Credit investment firm King Street Capital Management has raised $1.2 billion for its inaugural Global Drawdown Fund from new and existing investors. The new fund, which launched in April 2020, surpassed its $750 million target, according to a news release.
King Street’s fund will be deployed in distressed and stressed corporate debt, structured products, asset-backed investments and claim-related opportunities, with a particular focus on special situations, including growth lending, rescue financings and asset-based lending, the firm told Private Debt Investor.

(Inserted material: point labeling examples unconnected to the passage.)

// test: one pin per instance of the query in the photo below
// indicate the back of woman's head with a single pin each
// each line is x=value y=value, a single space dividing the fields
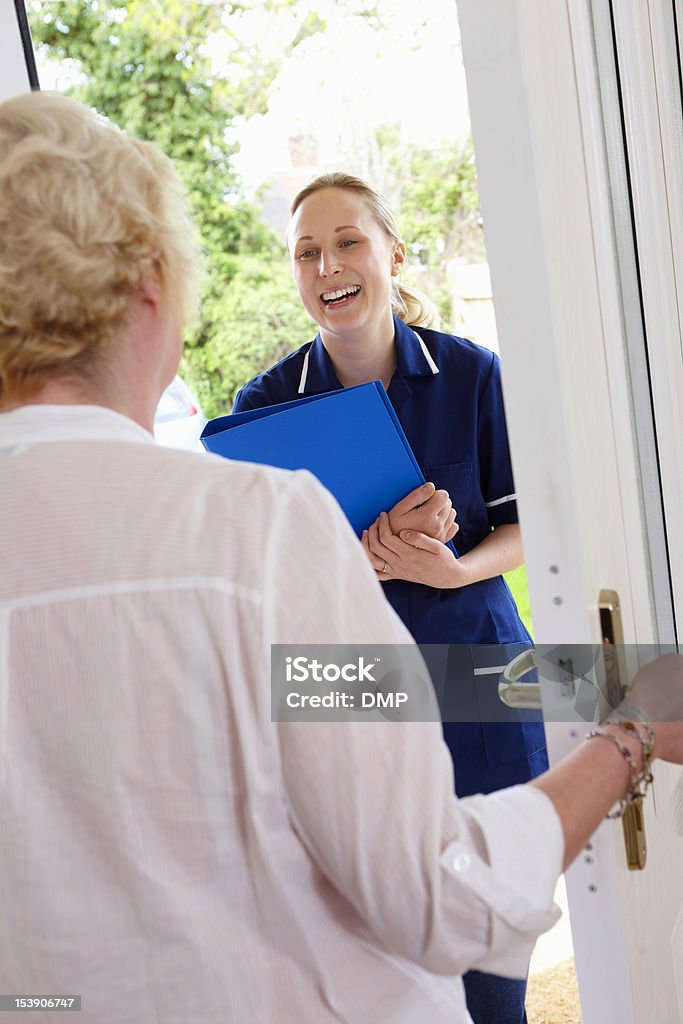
x=87 y=214
x=411 y=305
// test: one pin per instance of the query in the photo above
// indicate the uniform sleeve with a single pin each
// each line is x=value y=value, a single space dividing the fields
x=446 y=884
x=494 y=450
x=244 y=399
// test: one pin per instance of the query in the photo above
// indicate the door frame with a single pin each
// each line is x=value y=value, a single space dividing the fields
x=564 y=273
x=17 y=62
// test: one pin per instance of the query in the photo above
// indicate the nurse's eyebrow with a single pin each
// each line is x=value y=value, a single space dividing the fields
x=342 y=227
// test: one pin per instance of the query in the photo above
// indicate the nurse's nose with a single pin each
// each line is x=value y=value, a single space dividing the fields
x=330 y=263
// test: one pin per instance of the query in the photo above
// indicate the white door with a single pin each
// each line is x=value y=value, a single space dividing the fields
x=17 y=69
x=575 y=109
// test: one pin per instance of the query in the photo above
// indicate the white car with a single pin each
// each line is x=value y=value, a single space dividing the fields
x=179 y=419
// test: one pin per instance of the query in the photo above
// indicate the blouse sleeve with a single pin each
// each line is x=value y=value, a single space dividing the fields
x=443 y=883
x=495 y=465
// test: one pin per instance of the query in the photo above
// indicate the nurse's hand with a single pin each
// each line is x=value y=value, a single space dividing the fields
x=426 y=511
x=412 y=556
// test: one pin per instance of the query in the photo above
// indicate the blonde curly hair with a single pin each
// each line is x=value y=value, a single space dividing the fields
x=86 y=215
x=412 y=306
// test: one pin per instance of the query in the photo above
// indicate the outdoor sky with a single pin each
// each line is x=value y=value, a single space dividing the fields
x=344 y=81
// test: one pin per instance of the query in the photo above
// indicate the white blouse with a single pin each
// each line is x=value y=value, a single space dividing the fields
x=166 y=851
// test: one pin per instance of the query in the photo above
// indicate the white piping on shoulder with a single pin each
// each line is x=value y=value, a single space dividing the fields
x=304 y=374
x=502 y=501
x=425 y=352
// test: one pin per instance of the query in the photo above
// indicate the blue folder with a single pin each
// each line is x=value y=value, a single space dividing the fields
x=350 y=439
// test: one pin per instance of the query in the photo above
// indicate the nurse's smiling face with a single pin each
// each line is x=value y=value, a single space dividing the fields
x=343 y=262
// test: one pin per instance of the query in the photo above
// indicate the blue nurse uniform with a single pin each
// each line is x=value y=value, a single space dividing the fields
x=446 y=393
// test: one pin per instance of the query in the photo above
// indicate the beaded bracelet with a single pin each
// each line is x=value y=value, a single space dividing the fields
x=640 y=778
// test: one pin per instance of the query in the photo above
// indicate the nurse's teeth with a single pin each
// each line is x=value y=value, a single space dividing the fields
x=340 y=293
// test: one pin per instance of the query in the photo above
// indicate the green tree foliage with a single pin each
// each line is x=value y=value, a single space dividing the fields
x=143 y=64
x=254 y=323
x=146 y=65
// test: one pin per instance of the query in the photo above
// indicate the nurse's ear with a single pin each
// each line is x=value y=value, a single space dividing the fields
x=397 y=258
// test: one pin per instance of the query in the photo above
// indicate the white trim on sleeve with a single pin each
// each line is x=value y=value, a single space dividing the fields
x=304 y=374
x=425 y=352
x=502 y=501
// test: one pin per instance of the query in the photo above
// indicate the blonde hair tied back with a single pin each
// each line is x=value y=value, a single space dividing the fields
x=86 y=215
x=411 y=305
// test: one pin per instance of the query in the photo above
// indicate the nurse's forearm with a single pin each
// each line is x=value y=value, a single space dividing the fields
x=498 y=553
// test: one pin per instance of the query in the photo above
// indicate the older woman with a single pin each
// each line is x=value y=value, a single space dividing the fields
x=169 y=853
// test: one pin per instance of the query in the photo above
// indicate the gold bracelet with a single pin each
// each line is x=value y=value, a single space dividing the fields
x=640 y=778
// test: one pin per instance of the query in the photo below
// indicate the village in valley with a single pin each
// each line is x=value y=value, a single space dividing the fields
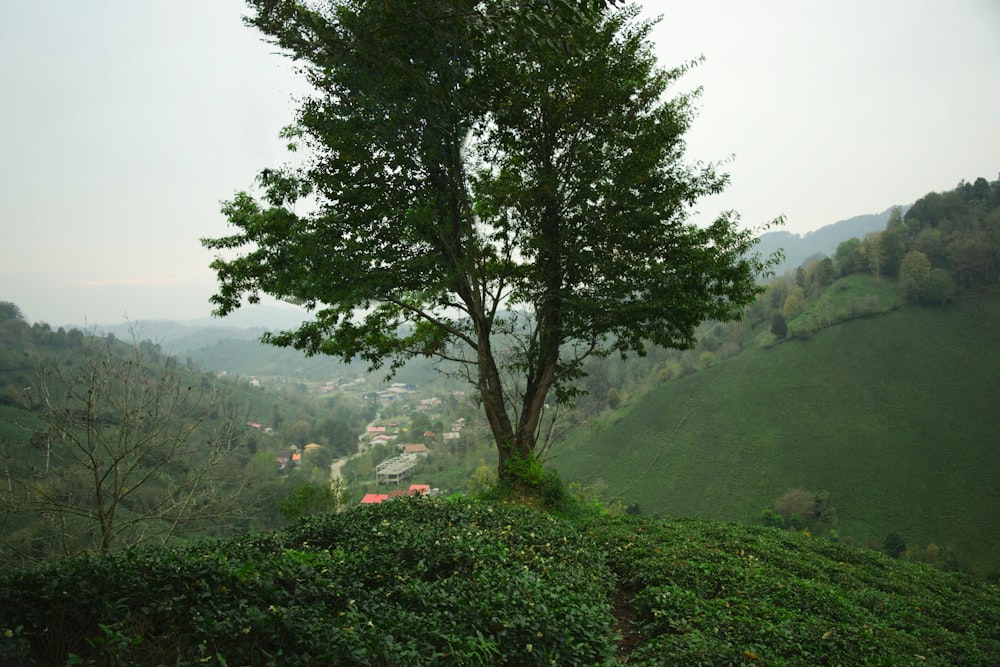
x=412 y=427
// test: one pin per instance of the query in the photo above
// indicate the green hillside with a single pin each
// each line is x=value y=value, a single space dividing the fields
x=462 y=582
x=894 y=417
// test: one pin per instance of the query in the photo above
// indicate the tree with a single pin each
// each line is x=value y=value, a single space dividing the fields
x=121 y=453
x=914 y=275
x=894 y=545
x=10 y=311
x=873 y=250
x=485 y=197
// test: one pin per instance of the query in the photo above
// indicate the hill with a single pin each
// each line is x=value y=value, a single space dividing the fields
x=891 y=421
x=798 y=248
x=459 y=582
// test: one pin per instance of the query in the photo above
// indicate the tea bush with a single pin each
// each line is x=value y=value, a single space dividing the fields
x=462 y=582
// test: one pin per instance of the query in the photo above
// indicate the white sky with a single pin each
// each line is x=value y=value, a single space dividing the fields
x=124 y=123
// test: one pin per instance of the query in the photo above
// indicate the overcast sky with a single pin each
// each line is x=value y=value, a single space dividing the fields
x=125 y=122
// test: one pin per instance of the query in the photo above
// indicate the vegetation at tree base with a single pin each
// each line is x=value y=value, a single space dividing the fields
x=461 y=582
x=511 y=203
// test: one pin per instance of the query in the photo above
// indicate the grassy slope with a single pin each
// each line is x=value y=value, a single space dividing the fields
x=894 y=416
x=454 y=582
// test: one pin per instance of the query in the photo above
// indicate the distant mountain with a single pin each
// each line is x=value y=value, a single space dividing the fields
x=893 y=417
x=181 y=337
x=823 y=241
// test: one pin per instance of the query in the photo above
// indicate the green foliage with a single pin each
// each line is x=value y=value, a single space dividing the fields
x=487 y=197
x=779 y=327
x=457 y=582
x=886 y=413
x=893 y=545
x=710 y=594
x=311 y=498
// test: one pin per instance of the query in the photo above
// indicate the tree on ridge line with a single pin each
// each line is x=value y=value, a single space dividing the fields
x=487 y=196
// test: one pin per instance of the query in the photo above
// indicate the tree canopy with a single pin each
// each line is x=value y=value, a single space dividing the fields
x=481 y=192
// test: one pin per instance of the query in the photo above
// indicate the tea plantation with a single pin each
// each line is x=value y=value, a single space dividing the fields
x=466 y=582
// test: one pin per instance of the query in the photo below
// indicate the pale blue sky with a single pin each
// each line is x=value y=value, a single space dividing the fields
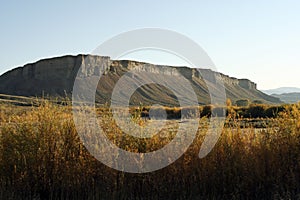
x=258 y=40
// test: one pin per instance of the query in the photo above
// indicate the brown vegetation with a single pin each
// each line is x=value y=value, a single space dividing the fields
x=42 y=157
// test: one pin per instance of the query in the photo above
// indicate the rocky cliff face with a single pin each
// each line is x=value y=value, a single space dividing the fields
x=55 y=77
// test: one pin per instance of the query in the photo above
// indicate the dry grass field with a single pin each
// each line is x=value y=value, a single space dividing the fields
x=42 y=157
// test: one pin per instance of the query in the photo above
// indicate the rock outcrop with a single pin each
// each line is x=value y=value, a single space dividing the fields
x=55 y=77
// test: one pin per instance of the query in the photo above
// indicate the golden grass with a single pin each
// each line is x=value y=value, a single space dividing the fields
x=42 y=157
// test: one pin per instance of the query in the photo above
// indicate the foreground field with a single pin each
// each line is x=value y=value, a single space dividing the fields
x=42 y=157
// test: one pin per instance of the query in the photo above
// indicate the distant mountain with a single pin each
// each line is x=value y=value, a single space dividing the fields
x=293 y=97
x=55 y=77
x=282 y=90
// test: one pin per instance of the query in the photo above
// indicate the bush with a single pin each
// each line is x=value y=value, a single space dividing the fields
x=242 y=102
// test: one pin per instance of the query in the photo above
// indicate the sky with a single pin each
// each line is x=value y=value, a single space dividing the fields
x=258 y=40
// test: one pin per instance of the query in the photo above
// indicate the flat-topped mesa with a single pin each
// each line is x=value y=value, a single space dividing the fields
x=247 y=84
x=56 y=76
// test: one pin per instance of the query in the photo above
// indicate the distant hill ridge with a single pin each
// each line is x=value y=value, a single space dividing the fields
x=55 y=77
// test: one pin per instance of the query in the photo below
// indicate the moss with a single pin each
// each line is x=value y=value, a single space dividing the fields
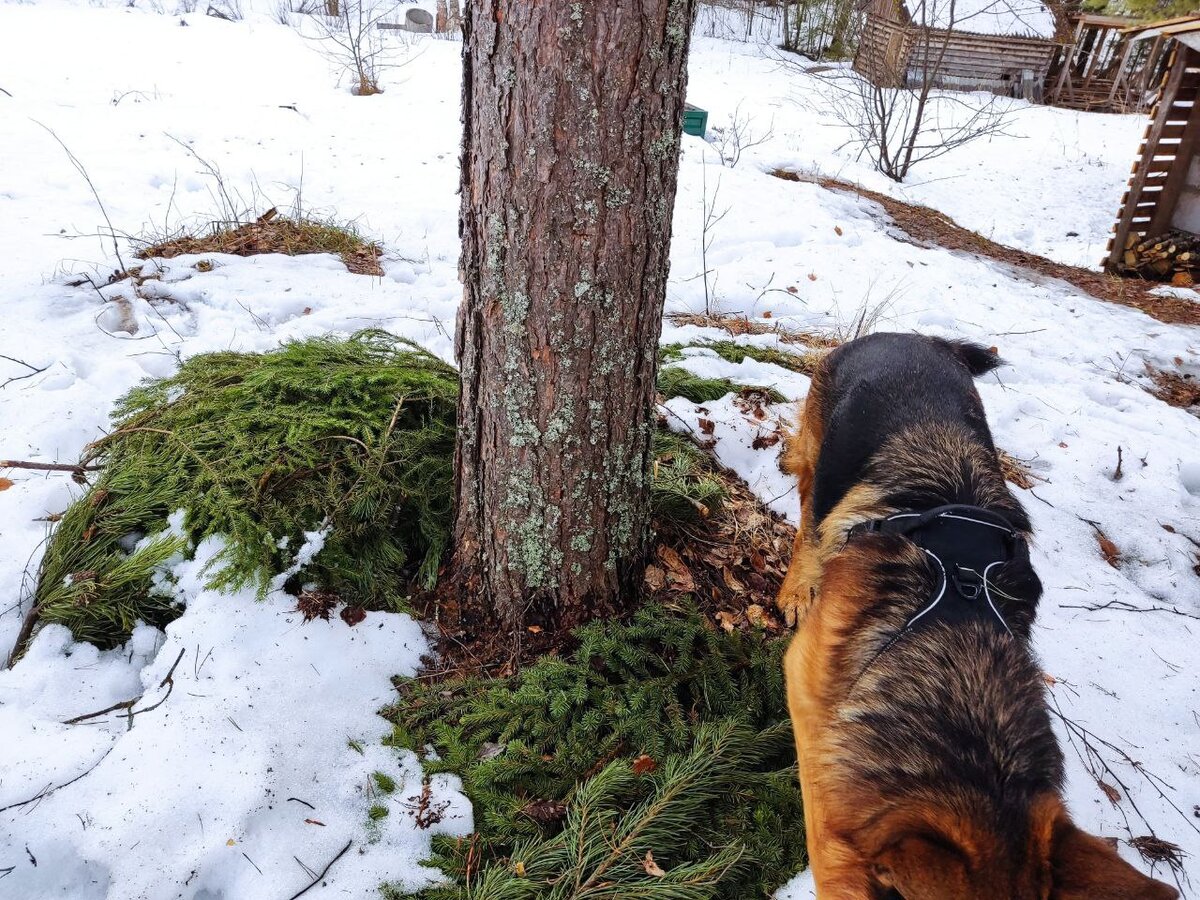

“We believe the new credit cycle could become one of the best environments for our strategy since the dislocation following the global financial crisis,” Paul Goldschmid, partner and co-portfolio manager of King Street, said in the release. Both new and existing investors participated in the vehicle. He said that the firm expects that the new debt created during the pandemic, combined with secular changes and disappointments around the timing of a return to normalcy, will lead to interesting rescue financings, distressed capital structures and restructurings.
“We anticipate an increased pipeline of idiosyncratic, complex and process-driven investments that offer attractive asymmetric returns over a multi-year period,” Daniel Ehrmann, head of restructuring at King Street, said in the release.
The Global Drawdown Fund builds upon King Street’s other offerings, including its Tactical Credit Opportunity Fund, which launched in May of 2020. That vehicle seeks to take advantage of credit markets’ performance as a result of the economic impact of covid-19.
King Street also manages its Flagship fund, a multi-strategy long term credit vehicle, which climbed 12 percent in the first half of 2021, more than doubling the returns of Bloomberg’s credit hedge fund index, according to the firm. Last year, its flagship fund rose 9 percent while the portfolio turned over about three times in that period.
It also manages its counterpart European fund, which invests in the European market. Along with these vehicles, the firm has a real estate focused fund launched in 2017; it also invests in CLOs.
“For most of our 26-year history we utilised an evergreen hedge fund structure, with side pockets for private or illiquid investments. Over the last several years we have made a conscious shift to launch several drawdown vehicles with structures well-suited to private/illiquid investments,” Goldschmid told PDI. “The Global Drawdown Fund is the latest result of this strategy”.
The New York-based firm has $20 billion under in management as of 2021. It was founded in 1995 by its managing partner, Brian Higgins.